Zaten açıklamaları da iyi anlayamıyor. Çünkü iki tarafın da İngilizcesi farklı ve yetersiz. Normal bir İngiliz’in de belki anlayamayacağı bir İngilizce ile anlaşmaya çalışıyorlar.
Dikiz aynasından bir ara bu durumu sanki normal karşılayan garip yüzüyle karşılaşıyor.
Belki anadili yasak bir coğrafyadan geldiği içindir.
Belki de Arjantinli dostlarına güçlü görünme isteği var.
Ama anlaşılmamanın da ne kadar ciddi bir mesele önemli olduğunu bir kez daha iyi anlıyor. Ve asimilasyona bir kez daha lanet okuyor.
Nihayet arada iki katlı çoğu tek katlı evlerden oluşan bir yerleşim yeri görünüyor. Kendini toparlıyor. Sözlüğünü çıkarıyor.
“Nereye geldik?”
“La Plata denilen bir kente geldik.”
Burası daha çok bir köye benziyor. Tabii ki bunu kendi kendine söylüyor.
Buraya neden geldiler bilmiyor ve sormuyor. Nihayet çok katlı bir bina ile karşılaşıyorlar. Burası bir okul diye düşünürken bir üniversite kampüsü olduğunu anlıyor. Çünkü benzerleriyle Buenos Aires’te karşılaşmış.
Bahçede yine devrimci Che’nin, futbolcu Maradona’nın ve efsane kadın Eva Peron’un heykelleri var. Arjantin için sembol olan bu üç şahsiyete ait resim ve heykellere her yerde karşılaşıyor.

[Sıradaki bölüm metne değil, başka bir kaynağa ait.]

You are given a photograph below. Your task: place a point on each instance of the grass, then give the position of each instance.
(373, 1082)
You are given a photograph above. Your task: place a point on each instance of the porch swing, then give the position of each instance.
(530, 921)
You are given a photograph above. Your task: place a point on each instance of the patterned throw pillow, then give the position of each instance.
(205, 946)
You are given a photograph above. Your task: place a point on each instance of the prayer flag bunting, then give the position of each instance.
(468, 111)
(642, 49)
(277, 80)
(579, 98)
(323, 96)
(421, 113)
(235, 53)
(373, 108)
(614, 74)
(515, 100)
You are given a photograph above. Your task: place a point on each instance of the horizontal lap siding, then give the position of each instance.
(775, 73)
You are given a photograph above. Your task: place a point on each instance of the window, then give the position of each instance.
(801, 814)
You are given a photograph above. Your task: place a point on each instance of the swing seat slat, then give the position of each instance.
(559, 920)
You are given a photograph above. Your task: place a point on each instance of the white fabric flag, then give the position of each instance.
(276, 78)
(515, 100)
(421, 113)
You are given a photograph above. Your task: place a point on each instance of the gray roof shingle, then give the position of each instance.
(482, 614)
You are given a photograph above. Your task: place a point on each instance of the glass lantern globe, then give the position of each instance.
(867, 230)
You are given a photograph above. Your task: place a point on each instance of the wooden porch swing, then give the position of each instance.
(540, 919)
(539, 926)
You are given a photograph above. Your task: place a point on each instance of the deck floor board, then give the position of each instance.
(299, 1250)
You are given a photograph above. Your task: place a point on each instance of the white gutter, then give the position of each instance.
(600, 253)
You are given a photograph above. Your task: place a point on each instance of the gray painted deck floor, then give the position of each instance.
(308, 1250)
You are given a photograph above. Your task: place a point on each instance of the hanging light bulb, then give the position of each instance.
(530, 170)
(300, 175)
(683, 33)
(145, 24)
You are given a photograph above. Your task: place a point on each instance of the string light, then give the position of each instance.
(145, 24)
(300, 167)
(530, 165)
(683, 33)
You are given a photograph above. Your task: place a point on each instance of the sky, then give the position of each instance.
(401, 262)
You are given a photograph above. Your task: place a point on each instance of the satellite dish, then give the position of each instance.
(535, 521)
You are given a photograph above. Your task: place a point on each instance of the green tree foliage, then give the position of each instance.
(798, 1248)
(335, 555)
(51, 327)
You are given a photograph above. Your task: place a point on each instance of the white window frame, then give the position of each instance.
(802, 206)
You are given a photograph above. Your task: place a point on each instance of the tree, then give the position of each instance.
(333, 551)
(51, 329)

Ama en önemlisi bina girişinde resimlerin yer aldığı büyük bir afiş dikkatini çekiyor. Bunun ne olduğunu artık sormuyor. Çünkü biliyor, bunlar cunta döneminde kaçırılan ve bir daha kendilerinden haber alınamayan insanlar.
“Bunlar bu üniversiteden kaçırılan öğretim görevlileri ve öğrenciler. Toplumsal hafızamızda kalsın, unutulmasın diye her yere asılıyor “ diyor kendisine refakat eden insan hakları savunucusu Pablo Habif.
Burada fazla durmuyorlar. Kent içinde ilerliyorlar. Bir duvarı yıkık evin önünde parkediyorlar. Pablo ona hüzünlü gözleriyle bakıyor ve anlatıyor.
“Burada insan hakları savunucusu bir gazeteci yaşıyordu. Yaptığı haberlerden cunta çok rahatsızdı. Defalarca tehdit edildi. Ancak o cuntayı rahatsız etmeye devam etti. Özelikle kayıplarla ilgili haberler yapıyordu. Bir sabah burada ailesiyle kahvaltı yapıyordu. Bir panzer bu sokağa girdi. Önce etrafa rasgele ateş açtı. Sonra top atışıyla gördüğün bu duvarı yıktı. Eşi ev çocukları yaralandı. Kendisi askerlerce yaralı halde götürüldü. Bir daha haber alınamadı. Bu gazetecilere ve insan hakları savunucularına verilen bir gözdağıydı. “
Yıkık duvarın ardındaki küçük bahçede bir limon ağacı vardı.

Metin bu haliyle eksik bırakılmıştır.